Re: [PATCH 2/2] block: attempt direct issue of plug list

[Date Prev][Date Next][Thread Prev][Thread Next][Date Index][Thread Index]

 



On Oct 19, 2021 / 06:08, Jens Axboe wrote:
> If we have just one queue type in the plug list, then we can extend our
> direct issue to cover a full plug list as well.
> 
> Signed-off-by: Jens Axboe <axboe@xxxxxxxxx>

Hi Jens, I tried out for-next branch and observed A WARNING "do not call
blocking ops when !TASK_RUNNING" [1]. Reverting this patch from the for-next
branch, the warning disappears.
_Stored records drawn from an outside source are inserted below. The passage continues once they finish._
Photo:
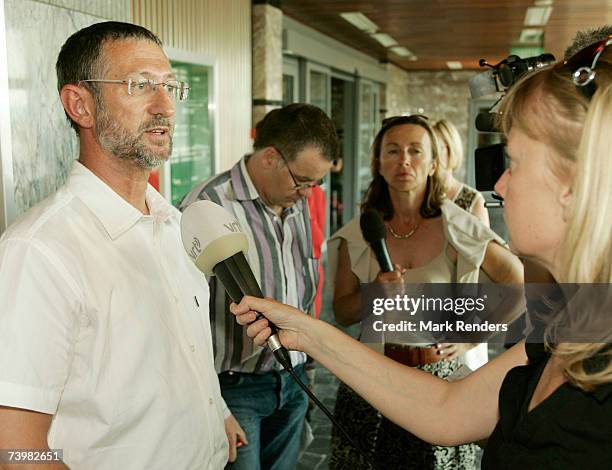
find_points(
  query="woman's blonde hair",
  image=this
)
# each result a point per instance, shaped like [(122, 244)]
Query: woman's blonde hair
[(548, 107), (449, 136)]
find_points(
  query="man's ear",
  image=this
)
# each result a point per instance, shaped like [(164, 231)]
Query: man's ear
[(79, 105)]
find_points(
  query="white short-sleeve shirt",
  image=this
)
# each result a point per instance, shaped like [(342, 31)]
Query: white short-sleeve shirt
[(104, 324)]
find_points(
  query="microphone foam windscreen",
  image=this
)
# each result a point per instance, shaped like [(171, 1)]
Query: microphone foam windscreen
[(372, 226)]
The warning was triggered when mkfs.xfs is
run for memory backed null_blk devices with "none" scheduler. The commands below
recreates it.

# modprobe null_blk nr_devices=0
# mkdir /sys/kernel/config/nullb/nullb0
# declare sysfs=/sys/kernel/config/nullb/nullb0
# echo 1 > "${sysfs}"/memory_backed
# echo 1 > "${sysfs}"/power
# echo none > /sys/block/nullb0/queue/scheduler
# mkfs.xfs /dev/nullb0


Referring the call stack printed, I walked through the function calls. In
__blkdev_direct_IO_simple(), task state is set UNINTERRUPTIBLE. Way
down to might_sleep_if() called from null_queue_rq(), it is warned that
the task state is not RUNNING. This patch adds blk_mq_plug_issue_direct()
call in blk_mq_flush_plug_list(), then the call path was linked from
__blkdev_direct_IO_simple() to null_queue_rq().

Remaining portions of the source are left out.